In Bolan’s personal experience, there was no government on Earth without a dark core of corruption at its heart. No tourist paradise without a nest of vipers in the garden or a school of sharks cruising offshore. No end of problems for a die-hard altruist to tackle in the autumn of his life.
But why in hell had Nathan Weiss chosen Brazil?
He was a doctor, and more specifically, a trauma surgeon. Weiss would find trauma to spare in Brazil, but the same could readily be said for New York City, San Francisco, London or Madrid. Unless Shangri-la had been discovered since the last time Bolan watched CNN, there was no shortage of victims anywhere on Earth.
So, why Brazil?
It wasn’t for the love of jungle climates. Bolan knew that much from time he’d spent with Weiss in another green hell, on the far side of the world. Bones didn’t often complain, but mosquitoes and tropical germs were among his pet peeves in those days.
Why seek them out, then, when he could’ve written his own ticket at any stateside hospital and most of those in Europe?
Pol Blancanales had been clueless on that score, nothing in Weiss’s file from Stony Man to clarify the mystery. Bolan was still puzzling over the problem when they called his flight, and during the four-hour transit to Belém. He skipped the in-flight movie, browsed his guidebook, ate the packaged pseudo-food they set in front of him, but still the question nagged him.
Why Brazil?
Whatever the reason, Bones had gotten in too deep, and now he needed help. He’d reached out for The Politician because Blancanales was traceable. If Weiss thought of Bolan at all, these days, he would presumably accept the media reports describing Bolan’s fiery death in New York City. Surgery had altered Bolan’s face more than once, made him unrecognizable if he had passed Weiss on the street.

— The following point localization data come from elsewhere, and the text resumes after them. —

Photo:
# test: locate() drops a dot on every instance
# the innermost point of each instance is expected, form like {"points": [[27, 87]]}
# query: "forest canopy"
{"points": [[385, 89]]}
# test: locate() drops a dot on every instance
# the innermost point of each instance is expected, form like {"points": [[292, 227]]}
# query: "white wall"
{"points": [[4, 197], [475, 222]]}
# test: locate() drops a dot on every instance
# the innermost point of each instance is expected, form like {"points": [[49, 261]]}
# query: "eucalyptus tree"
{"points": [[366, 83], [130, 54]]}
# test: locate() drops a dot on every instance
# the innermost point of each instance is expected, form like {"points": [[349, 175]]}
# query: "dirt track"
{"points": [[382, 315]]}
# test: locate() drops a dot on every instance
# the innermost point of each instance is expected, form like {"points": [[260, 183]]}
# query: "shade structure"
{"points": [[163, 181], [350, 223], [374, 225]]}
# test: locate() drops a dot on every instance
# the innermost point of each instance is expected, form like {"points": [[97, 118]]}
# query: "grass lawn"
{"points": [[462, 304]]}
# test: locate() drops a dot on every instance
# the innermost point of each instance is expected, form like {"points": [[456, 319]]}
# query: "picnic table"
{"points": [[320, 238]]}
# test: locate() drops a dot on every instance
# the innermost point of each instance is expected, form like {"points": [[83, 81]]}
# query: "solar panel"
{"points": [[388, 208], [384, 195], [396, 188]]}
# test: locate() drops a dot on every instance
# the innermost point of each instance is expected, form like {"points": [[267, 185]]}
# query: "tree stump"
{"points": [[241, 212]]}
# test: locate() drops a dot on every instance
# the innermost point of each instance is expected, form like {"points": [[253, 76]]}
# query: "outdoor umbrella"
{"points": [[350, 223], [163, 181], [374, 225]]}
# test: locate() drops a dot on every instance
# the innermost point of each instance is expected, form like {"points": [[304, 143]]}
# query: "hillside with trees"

And would he recognize the doctor, after all that time? Would he want to see what Bones had become?
And what was that, exactly?
Being hunted by the government proved nothing, either way. One man’s criminal or terrorist was another man’s heroic freedom fighter. Bolan himself had once graced every Top Ten list of fugitives in North America and western Europe, and he’d been guilty as sin in the eyes of the law, convicted by his own admission on multiple counts of murder, arson, kidnapping and sundry other felonies.